Her Yıl Deprem Toparlanmasını İzleyecek Raporlar Yayınlanacak
TSKB Ekonomik Araştırmalar, 2024-2026 döneminde her yıl yayımlayacağı raporlarla deprem bölgesindeki toparlanma sürecini takip etme kararı aldı. Bu raporlar, Türkiye’nin stratejik kalkınma alanlarına, afet dayanıklılığına ve yeniden yapılanma süreçlerine odaklanmayı amaçlıyor.

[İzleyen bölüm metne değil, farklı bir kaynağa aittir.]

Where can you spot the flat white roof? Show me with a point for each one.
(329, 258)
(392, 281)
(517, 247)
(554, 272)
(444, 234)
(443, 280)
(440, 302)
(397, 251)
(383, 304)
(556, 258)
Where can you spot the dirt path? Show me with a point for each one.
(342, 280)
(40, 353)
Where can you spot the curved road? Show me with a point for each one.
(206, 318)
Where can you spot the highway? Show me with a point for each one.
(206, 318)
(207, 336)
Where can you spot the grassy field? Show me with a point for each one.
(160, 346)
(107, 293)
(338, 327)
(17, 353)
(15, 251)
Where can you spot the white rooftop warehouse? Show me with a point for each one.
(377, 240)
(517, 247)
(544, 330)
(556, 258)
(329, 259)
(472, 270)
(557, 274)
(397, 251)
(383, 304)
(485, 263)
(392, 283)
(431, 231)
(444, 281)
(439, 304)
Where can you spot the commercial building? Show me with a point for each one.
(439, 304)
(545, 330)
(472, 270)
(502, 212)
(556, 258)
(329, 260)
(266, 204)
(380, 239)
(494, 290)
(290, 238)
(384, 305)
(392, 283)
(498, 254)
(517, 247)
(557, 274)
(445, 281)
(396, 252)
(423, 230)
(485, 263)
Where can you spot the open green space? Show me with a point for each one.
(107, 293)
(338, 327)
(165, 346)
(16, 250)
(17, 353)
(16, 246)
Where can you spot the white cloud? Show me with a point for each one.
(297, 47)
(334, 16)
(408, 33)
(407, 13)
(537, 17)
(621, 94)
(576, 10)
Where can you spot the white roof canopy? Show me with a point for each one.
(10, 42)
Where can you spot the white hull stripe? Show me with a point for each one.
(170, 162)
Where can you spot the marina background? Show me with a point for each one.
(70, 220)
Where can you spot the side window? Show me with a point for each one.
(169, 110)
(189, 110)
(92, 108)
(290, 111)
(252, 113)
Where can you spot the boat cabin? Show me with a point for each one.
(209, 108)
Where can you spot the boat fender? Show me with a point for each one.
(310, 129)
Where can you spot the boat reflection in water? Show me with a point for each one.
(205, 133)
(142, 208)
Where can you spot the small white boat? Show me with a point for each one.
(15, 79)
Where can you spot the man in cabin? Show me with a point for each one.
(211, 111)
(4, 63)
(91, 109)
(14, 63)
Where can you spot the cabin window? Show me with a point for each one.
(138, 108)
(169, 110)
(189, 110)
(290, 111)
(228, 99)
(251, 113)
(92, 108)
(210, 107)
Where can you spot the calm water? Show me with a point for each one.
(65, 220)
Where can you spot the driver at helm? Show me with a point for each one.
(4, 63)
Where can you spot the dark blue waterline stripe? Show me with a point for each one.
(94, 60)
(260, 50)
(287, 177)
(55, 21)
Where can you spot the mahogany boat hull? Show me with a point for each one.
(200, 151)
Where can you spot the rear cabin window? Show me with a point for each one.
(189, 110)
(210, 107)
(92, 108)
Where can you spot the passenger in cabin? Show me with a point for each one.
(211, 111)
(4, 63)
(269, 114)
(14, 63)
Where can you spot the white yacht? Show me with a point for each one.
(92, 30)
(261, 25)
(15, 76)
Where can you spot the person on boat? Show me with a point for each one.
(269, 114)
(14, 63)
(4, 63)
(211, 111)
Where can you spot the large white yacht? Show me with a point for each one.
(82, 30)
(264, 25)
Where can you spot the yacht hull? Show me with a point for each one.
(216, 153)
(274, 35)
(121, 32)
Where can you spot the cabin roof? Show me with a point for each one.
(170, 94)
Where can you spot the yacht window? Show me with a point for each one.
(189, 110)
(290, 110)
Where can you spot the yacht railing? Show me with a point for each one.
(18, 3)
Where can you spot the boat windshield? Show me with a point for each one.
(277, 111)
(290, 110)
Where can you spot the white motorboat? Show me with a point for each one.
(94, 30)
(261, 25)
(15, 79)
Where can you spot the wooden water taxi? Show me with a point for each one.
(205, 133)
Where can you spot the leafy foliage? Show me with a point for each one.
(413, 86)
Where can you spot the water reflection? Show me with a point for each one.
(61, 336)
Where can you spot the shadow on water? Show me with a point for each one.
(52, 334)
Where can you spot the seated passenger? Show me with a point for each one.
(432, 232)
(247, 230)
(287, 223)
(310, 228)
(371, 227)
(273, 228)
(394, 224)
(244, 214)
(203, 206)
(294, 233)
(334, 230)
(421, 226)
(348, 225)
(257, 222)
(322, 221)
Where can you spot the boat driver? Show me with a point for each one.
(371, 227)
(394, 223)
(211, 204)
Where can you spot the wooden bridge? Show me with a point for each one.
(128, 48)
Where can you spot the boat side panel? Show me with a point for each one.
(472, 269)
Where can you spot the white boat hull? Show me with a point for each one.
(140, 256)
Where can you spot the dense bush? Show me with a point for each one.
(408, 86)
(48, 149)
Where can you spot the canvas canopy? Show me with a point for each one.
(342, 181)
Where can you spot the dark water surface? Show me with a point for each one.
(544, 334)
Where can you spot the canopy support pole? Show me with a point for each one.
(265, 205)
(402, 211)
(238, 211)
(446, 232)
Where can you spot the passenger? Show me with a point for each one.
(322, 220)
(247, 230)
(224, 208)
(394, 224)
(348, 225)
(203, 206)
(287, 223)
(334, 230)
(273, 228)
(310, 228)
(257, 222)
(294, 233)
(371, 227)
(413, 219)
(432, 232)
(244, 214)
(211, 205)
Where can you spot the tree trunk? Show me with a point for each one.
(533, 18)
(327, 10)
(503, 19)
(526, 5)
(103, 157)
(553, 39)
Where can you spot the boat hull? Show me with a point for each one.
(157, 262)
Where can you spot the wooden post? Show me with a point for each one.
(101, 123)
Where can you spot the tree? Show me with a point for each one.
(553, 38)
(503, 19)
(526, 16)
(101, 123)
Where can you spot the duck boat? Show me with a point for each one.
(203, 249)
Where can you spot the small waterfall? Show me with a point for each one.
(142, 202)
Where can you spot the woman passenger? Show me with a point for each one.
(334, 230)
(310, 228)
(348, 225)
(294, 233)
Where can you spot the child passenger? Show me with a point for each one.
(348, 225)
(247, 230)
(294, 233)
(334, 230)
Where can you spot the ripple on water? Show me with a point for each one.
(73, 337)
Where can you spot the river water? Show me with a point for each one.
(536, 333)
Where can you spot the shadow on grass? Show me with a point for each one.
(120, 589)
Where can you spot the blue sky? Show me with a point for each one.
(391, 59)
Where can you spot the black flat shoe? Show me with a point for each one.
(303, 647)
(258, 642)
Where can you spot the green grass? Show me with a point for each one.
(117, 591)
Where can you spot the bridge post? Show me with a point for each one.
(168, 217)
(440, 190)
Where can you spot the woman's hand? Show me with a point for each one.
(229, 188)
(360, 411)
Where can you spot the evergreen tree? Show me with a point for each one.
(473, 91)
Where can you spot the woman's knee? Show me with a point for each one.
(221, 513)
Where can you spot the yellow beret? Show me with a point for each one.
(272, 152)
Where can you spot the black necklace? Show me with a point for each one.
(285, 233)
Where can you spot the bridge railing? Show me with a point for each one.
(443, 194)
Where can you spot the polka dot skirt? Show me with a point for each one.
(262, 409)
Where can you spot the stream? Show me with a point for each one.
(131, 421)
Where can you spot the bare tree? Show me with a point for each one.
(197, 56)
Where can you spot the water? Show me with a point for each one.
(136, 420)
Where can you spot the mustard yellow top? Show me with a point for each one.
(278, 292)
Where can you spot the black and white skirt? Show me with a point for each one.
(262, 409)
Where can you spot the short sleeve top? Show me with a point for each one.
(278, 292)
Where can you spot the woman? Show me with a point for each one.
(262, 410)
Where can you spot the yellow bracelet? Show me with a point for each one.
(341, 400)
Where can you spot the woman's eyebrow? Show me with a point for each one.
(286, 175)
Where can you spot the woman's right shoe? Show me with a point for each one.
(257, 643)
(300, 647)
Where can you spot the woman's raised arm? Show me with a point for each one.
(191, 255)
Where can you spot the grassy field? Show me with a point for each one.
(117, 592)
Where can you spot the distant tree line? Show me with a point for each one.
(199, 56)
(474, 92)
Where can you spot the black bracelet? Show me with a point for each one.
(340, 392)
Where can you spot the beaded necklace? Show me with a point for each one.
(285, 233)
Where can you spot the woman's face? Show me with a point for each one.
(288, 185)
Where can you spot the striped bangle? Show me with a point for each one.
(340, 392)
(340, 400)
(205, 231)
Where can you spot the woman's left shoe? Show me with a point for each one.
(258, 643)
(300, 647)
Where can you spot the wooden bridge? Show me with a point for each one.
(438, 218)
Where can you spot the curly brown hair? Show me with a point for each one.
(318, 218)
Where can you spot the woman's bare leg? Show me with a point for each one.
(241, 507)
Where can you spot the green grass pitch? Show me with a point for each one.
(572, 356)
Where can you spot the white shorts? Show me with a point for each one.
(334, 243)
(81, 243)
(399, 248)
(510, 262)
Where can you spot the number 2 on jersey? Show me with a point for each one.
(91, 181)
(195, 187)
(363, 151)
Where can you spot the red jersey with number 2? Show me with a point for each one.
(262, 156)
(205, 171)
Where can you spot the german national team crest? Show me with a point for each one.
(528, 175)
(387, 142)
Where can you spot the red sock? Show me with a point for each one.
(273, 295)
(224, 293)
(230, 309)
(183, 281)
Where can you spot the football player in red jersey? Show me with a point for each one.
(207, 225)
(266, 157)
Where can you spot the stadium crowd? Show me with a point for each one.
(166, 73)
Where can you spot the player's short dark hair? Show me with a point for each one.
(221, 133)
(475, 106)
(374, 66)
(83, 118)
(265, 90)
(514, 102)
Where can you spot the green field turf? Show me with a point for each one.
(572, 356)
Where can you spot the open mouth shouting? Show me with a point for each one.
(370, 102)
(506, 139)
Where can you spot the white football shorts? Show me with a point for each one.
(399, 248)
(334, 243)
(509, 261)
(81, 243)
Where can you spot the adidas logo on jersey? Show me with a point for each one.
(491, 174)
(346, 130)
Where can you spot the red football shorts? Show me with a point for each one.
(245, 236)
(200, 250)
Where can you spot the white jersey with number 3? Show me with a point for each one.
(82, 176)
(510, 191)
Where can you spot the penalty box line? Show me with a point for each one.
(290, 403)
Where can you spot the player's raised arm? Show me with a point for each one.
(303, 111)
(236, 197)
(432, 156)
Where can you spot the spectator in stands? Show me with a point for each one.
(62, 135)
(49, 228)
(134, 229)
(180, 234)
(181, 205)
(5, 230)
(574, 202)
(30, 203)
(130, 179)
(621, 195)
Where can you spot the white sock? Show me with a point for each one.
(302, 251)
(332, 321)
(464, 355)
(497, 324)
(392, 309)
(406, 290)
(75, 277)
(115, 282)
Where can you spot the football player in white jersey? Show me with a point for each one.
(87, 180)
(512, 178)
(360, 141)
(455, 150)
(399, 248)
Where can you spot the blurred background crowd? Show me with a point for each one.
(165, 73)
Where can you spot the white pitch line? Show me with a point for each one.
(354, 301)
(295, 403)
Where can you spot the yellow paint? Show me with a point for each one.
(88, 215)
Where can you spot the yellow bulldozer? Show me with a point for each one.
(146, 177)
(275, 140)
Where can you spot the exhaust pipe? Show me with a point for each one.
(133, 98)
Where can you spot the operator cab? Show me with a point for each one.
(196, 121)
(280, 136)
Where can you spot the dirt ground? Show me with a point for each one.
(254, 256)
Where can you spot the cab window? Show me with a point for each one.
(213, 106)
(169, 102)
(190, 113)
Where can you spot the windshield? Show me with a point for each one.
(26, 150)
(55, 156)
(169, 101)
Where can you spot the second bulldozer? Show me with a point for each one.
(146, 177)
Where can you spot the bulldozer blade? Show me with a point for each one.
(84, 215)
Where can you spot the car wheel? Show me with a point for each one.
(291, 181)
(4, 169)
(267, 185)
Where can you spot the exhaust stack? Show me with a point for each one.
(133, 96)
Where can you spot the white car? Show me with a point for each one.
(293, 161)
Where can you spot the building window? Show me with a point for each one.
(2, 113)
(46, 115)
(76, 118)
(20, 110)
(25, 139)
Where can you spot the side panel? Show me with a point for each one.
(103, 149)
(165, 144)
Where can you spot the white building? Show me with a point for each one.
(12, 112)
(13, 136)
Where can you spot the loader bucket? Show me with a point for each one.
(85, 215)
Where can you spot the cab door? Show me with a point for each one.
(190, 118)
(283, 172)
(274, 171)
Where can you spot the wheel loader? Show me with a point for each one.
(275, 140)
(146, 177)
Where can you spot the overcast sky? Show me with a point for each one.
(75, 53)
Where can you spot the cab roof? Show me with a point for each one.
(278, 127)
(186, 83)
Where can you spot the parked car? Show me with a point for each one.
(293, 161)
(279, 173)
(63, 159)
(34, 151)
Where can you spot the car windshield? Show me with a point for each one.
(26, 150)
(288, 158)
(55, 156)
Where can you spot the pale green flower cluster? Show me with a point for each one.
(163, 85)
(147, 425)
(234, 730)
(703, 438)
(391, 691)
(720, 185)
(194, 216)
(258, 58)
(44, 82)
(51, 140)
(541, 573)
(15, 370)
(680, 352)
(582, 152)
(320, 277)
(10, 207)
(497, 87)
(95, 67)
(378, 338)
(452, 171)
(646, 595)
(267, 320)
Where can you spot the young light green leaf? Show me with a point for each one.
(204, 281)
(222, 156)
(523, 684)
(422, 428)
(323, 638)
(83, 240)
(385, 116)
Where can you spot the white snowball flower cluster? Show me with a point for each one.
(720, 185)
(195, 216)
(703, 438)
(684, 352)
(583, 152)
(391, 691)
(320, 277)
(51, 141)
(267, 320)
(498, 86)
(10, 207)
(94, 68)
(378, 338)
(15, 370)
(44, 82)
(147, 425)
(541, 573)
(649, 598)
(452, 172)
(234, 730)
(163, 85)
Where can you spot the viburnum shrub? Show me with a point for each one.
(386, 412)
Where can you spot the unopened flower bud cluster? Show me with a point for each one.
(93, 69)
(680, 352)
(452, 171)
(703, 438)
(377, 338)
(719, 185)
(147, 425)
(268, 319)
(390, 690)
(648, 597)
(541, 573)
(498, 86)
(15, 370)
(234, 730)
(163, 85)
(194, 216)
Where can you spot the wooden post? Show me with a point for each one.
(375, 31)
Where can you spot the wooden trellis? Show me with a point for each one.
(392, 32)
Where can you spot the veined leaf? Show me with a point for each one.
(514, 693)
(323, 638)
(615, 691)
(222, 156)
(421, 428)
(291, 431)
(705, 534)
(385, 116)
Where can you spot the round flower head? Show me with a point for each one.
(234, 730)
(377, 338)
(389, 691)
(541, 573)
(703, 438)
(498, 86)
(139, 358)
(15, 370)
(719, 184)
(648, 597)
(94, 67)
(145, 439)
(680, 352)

Raporlarda, makroekonomik değerlendirmeler ve deprem bölgesindeki ilerlemeler üzerine hazırlanacak içerikler, paydaşlara sunulacak ve yapıcı iş birliği ortamlarının oluşturulmasına katkıda bulunulacak.
Fiziki İmkanlar ve Sosyal Ağların Yeniden İnşası
Yeni yayımlanan raporda, bazı kentlerde barınma koşullarının yetersizliğine dikkat çekiliyor ve bu sorunun çözülmesinin, yer değiştirmek zorunda kalan kişilerin işlerine ve memleketlerine dönmelerine destek olacağı vurgulanıyor. Ayrıca, fiziki imkanların onarılmasının öncelikli olduğu belirtilirken, bu sürecin sadece fiziksel onarımla sınırlı kalamayacağı, sosyal ilişkiler ağlarının da yeniden yapılandırılması gerektiği ifade ediliyor. Kentlerin yalnızca bina stokundan ibaret olmadığına, yaşayan sosyal ağların da önemine işaret eden raporda, sosyal ağların yeniden inşası için gerekli politikaların işgücü arzını artırarak bölgenin yeniden güçlenmesine katkı sağlayacağı vurgulanıyor.